Do black men hate black women dating white men
I felt a certain pride in hanging out with people who were Dominican, Indonesian, Laos, Filipino, Hispanic, etc. My parents taught me good morals, like not judging others by their appearance, though I did have to keep my jaw clenched when I visited relatives.They would ask me about the “colored kids” at my job as a camp counselor and spoke the word “bi-racial” in hushed tones, as if it were something to be ashamed of.
Guys would approach me, rarely avoiding grabbing my butt or asking the question, “So you like black guys?Friends asked me what it was like dating someone who is black and giggled asking if it was true about “what they say about size.” One friend admitted “I could never date a black guy because I wouldn’t be able to understand what he was saying.” All stereotypes I had been used to hearing about this unchartered territory.When my relationship eventually ended, the phrase “once you go black, you never go back” rang in my ears.This was the place I was born and raised; where nobody had to whisper the “n word” or hesitate to stick some feathers in their hair and paint their skin red as a sign of school spirit.Growing up in New Hampshire didn’t prevent me from making friends or dating guys who weren’t white.It put me in a box, limiting me in ways I didn’t realize until recently.
The more attention I received from black men, the less white men wanted to talk to me, as if I had been eternally branded as a traitor.

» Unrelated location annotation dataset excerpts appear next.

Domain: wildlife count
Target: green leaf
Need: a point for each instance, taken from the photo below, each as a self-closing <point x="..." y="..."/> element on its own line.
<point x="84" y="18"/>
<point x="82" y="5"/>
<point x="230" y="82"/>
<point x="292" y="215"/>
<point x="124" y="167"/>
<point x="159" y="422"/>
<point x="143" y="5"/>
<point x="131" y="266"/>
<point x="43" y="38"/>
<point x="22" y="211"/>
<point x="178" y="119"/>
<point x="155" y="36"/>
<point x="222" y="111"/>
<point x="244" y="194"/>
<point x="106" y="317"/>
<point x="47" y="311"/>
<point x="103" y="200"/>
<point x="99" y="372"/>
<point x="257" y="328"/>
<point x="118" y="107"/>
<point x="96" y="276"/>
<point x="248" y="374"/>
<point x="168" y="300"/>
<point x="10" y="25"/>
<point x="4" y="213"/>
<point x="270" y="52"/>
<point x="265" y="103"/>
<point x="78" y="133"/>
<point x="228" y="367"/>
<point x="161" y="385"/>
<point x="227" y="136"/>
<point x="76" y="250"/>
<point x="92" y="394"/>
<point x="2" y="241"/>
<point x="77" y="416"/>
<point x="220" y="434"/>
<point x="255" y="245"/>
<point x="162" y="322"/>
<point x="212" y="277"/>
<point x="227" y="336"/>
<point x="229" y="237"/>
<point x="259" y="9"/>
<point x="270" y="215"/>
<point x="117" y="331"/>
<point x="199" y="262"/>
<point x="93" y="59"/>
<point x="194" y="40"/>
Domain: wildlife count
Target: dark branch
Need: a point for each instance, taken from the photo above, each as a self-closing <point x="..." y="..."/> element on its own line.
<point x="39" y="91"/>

In Rochester everyone appeared to me as clones, walking down school halls clad in American Eagle apparel with Aroma Joe’s coffee cups in hand, but at TU everything clicked.
Gay, bisexual, straight, transgender, black, white, Asian, it was there and it was beautiful. “I can’t believe you dumped me for a n*%$#@.” Telling your parents about your new boyfriend is hard enough when his skin is the same color as yours, but it becomes even more difficult when he is at the opposite end of the color spectrum as you.
Flo Rida’s “Can’t Believe It” flowed through party speakers with its lyrics “Damn that white girl got some a** I don’t believe it” and “black girl got some a** it ain’t no secret”, taking me back to feelings of insecurity I started having as a little kid.
The first time I had ever questioned my physical appearance was before I even began first grade.